학술논문
Do GWAS-Identified Risk Variants for Chronic Lymphocytic Leukemia Influence Overall Patient Survival and Disease Progression?
Document Type
article
Author
Antonio José Cabrera-Serrano; José Manuel Sánchez-Maldonado; Rob ter Horst; Angelica Macauda; Paloma García-Martín; Yolanda Benavente; Stefano Landi; Alyssa Clay-Gilmour; Yasmeen Niazi; Blanca Espinet; Juan José Rodríguez-Sevilla; Eva María Pérez; Rossana Maffei; Gonzalo Blanco; Matteo Giaccherini; James R. Cerhan; Roberto Marasca; Miguel Ángel López-Nevot; Tzu Chen-Liang; Hauke Thomsen; Irene Gámez; Daniele Campa; Víctor Moreno; Silvia de Sanjosé; Rafael Marcos-Gragera; María García-Álvarez; Trinidad Dierssen-Sotos; Andrés Jerez; Aleksandra Butrym; Aaron D. Norman; Mario Luppi; Susan L. Slager; Kari Hemminki; Yang Li; Sonja I. Berndt; Delphine Casabonne; Miguel Alcoceba; Anna Puiggros; Mihai G. Netea; Asta Försti; Federico Canzian; Juan Sainz
Source
International Journal of Molecular Sciences, Vol 24, Iss 9, p 8005 (2023)
Subject
Language
English
ISSN
1422-0067
1661-6596
1661-6596
Abstract
Chronic lymphocytic leukemia (CLL) is the most common leukemia among adults worldwide. Although genome-wide association studies (GWAS) have uncovered the germline genetic component underlying CLL susceptibility, the potential use of GWAS-identified risk variants to predict disease progression and patient survival remains unexplored. Here, we evaluated whether 41 GWAS-identified risk variants for CLL could influence overall survival (OS) and disease progression, defined as time to first treatment (TTFT) in a cohort of 1039 CLL cases ascertained through the CRuCIAL consortium.
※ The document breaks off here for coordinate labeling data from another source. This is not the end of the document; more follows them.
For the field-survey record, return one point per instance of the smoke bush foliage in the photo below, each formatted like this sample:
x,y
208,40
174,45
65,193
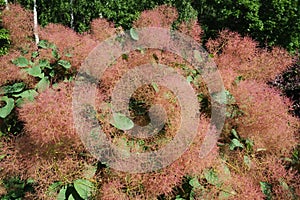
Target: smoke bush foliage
x,y
19,22
50,142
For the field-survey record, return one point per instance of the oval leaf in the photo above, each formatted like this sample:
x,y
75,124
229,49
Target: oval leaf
x,y
44,64
6,110
134,34
35,71
235,143
43,44
122,122
27,95
62,194
65,64
43,84
21,62
83,187
17,87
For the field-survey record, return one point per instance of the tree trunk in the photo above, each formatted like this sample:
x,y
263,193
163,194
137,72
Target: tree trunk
x,y
35,23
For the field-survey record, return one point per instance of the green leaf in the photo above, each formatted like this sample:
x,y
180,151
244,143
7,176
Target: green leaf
x,y
44,64
234,133
34,54
266,188
69,55
35,71
194,183
17,87
197,56
65,64
122,122
155,86
235,143
6,110
55,54
62,193
52,73
54,187
21,62
83,187
43,44
134,34
89,172
27,95
43,84
2,156
211,177
247,161
189,79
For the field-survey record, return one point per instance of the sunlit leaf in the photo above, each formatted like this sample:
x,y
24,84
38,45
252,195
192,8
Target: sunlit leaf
x,y
43,84
35,71
235,143
122,122
266,188
6,110
83,187
134,34
17,87
21,62
65,64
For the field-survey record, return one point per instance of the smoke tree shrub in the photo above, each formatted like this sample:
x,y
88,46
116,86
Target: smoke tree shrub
x,y
49,118
241,54
50,142
101,29
19,22
265,120
161,16
72,46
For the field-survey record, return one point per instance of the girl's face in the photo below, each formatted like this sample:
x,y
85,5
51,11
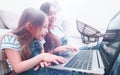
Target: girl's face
x,y
52,15
43,31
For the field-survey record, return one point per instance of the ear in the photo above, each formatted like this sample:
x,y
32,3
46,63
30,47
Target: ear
x,y
28,26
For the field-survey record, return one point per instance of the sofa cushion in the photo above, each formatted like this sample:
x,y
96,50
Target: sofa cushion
x,y
10,19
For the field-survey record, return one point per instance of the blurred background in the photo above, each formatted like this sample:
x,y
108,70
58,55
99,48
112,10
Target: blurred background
x,y
96,13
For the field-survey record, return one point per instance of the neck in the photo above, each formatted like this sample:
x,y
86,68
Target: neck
x,y
51,26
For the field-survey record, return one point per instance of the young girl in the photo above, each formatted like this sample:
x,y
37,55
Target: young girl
x,y
26,41
56,40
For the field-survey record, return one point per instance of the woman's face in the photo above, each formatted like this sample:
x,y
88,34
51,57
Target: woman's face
x,y
52,15
43,31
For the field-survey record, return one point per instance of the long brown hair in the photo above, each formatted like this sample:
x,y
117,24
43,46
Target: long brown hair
x,y
52,41
35,18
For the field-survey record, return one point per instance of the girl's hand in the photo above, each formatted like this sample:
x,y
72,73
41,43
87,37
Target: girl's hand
x,y
64,48
50,58
42,64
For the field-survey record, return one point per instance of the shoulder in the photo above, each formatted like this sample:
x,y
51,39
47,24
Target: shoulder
x,y
9,41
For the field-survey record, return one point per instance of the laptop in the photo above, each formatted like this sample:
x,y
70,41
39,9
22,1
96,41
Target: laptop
x,y
98,62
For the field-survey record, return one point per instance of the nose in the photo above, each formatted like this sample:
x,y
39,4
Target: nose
x,y
47,30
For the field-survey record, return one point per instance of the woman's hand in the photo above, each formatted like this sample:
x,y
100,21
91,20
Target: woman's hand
x,y
47,59
50,58
42,64
64,48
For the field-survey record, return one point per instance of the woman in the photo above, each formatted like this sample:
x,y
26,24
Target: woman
x,y
26,41
56,41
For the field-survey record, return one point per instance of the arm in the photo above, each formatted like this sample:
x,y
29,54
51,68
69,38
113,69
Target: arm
x,y
21,66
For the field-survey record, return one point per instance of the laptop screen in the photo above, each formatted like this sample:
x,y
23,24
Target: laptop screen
x,y
110,45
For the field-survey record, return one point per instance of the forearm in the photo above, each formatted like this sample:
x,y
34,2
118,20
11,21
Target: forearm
x,y
27,64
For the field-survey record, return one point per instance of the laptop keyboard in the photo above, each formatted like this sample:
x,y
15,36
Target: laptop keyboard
x,y
83,60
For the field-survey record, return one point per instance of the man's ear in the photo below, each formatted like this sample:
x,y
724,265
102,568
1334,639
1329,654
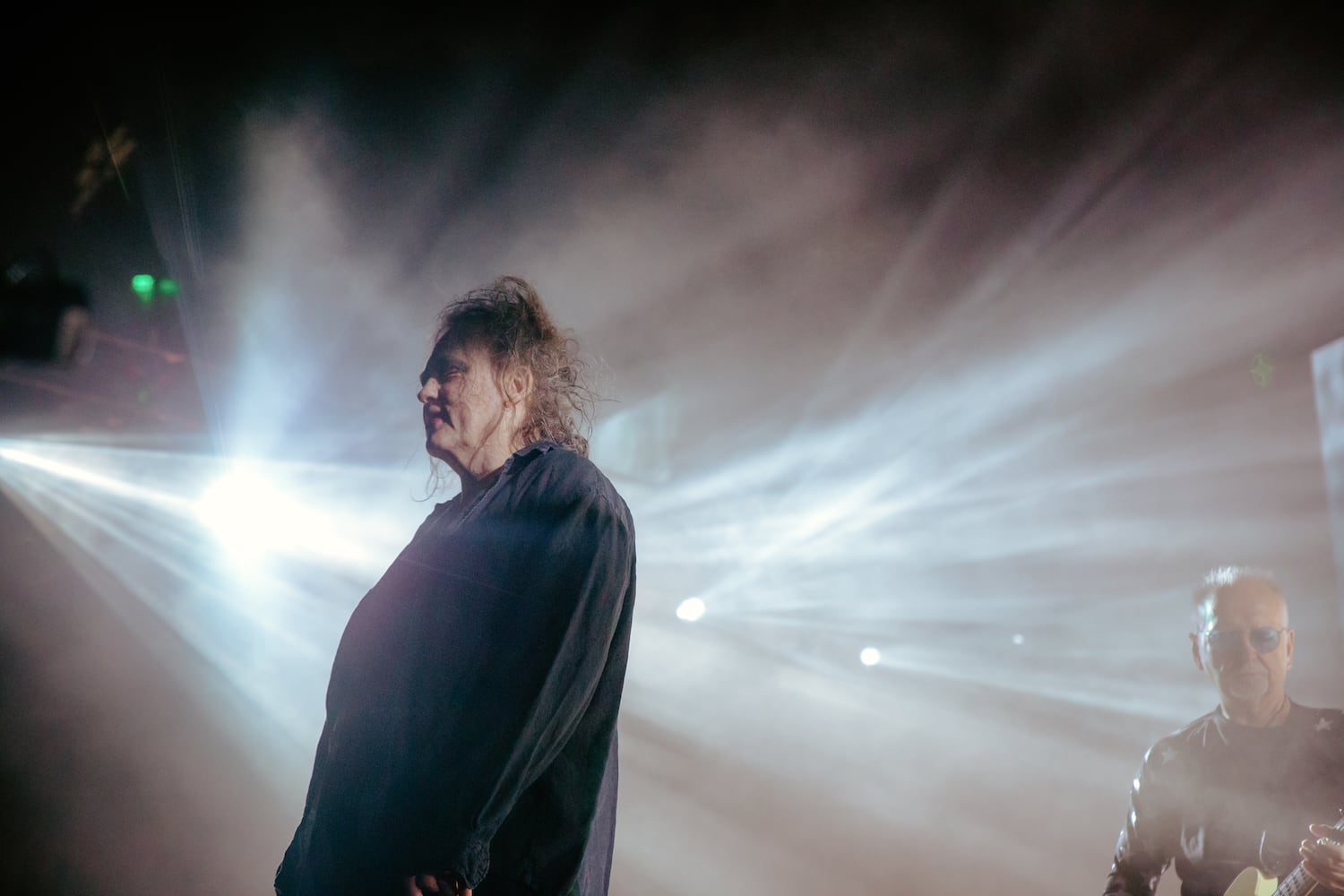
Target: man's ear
x,y
1193,651
518,384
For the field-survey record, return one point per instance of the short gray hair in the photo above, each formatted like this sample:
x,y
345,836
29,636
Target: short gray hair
x,y
1228,576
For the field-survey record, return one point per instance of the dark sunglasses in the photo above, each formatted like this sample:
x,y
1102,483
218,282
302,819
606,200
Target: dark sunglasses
x,y
1263,640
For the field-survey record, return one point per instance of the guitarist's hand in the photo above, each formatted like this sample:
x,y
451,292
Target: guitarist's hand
x,y
1322,857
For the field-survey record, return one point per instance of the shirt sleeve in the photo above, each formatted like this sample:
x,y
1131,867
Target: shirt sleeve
x,y
513,653
1148,840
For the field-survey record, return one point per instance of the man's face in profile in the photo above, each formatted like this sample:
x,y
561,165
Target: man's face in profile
x,y
1245,643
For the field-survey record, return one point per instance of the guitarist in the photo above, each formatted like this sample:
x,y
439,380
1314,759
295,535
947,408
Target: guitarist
x,y
1239,786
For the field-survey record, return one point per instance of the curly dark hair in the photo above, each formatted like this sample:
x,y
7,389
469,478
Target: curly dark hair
x,y
508,320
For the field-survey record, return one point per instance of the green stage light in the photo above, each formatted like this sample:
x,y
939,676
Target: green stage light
x,y
142,287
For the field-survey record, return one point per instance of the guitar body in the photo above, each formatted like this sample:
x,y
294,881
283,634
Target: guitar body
x,y
1252,883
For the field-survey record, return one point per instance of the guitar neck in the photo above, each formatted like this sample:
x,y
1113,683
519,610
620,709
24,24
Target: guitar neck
x,y
1300,883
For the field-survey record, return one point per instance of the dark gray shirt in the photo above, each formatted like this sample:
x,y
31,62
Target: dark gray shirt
x,y
1217,798
470,715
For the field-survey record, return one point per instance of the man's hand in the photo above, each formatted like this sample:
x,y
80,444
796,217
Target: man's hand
x,y
448,884
1322,856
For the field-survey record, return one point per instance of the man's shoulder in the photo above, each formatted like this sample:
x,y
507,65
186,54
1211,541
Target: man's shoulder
x,y
567,476
1325,721
1193,737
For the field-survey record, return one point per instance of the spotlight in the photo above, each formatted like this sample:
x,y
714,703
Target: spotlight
x,y
691,608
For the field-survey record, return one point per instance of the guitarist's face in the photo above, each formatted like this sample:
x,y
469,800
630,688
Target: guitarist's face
x,y
1245,676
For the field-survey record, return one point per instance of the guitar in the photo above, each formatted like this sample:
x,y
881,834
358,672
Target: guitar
x,y
1253,883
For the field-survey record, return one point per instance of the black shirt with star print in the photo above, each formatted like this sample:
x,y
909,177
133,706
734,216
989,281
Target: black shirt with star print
x,y
1217,798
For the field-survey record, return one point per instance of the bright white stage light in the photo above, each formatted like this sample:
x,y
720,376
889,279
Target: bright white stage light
x,y
252,517
691,608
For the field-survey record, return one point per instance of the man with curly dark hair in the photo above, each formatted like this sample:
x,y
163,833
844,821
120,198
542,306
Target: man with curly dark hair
x,y
470,742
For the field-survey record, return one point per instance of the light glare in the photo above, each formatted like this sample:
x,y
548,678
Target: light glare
x,y
691,608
Although this is the largest study assessing the effect of GWAS-identified susceptibility variants for CLL on OS, we only found a weak association of ten single nucleotide polymorphisms (SNPs) with OS (p < 0.05) that did not remain significant after correction for multiple testing. In line with these results, polygenic risk scores (PRSs) built with these SNPs in the CRuCIAL cohort showed a modest association with OS and a low capacity to predict patient survival, with an area under the receiver operating characteristic curve (AUROC) of 0.57. Similarly, seven SNPs were associated with TTFT (p < 0.05); however, these did not reach the multiple testing significance threshold, and the meta-analysis with previous published data did not confirm any of the associations. As expected, PRSs built with these SNPs showed reduced accuracy in prediction of disease progression (AUROC = 0.62). These results suggest that susceptibility variants for CLL do not impact overall survival and disease progression in CLL patients.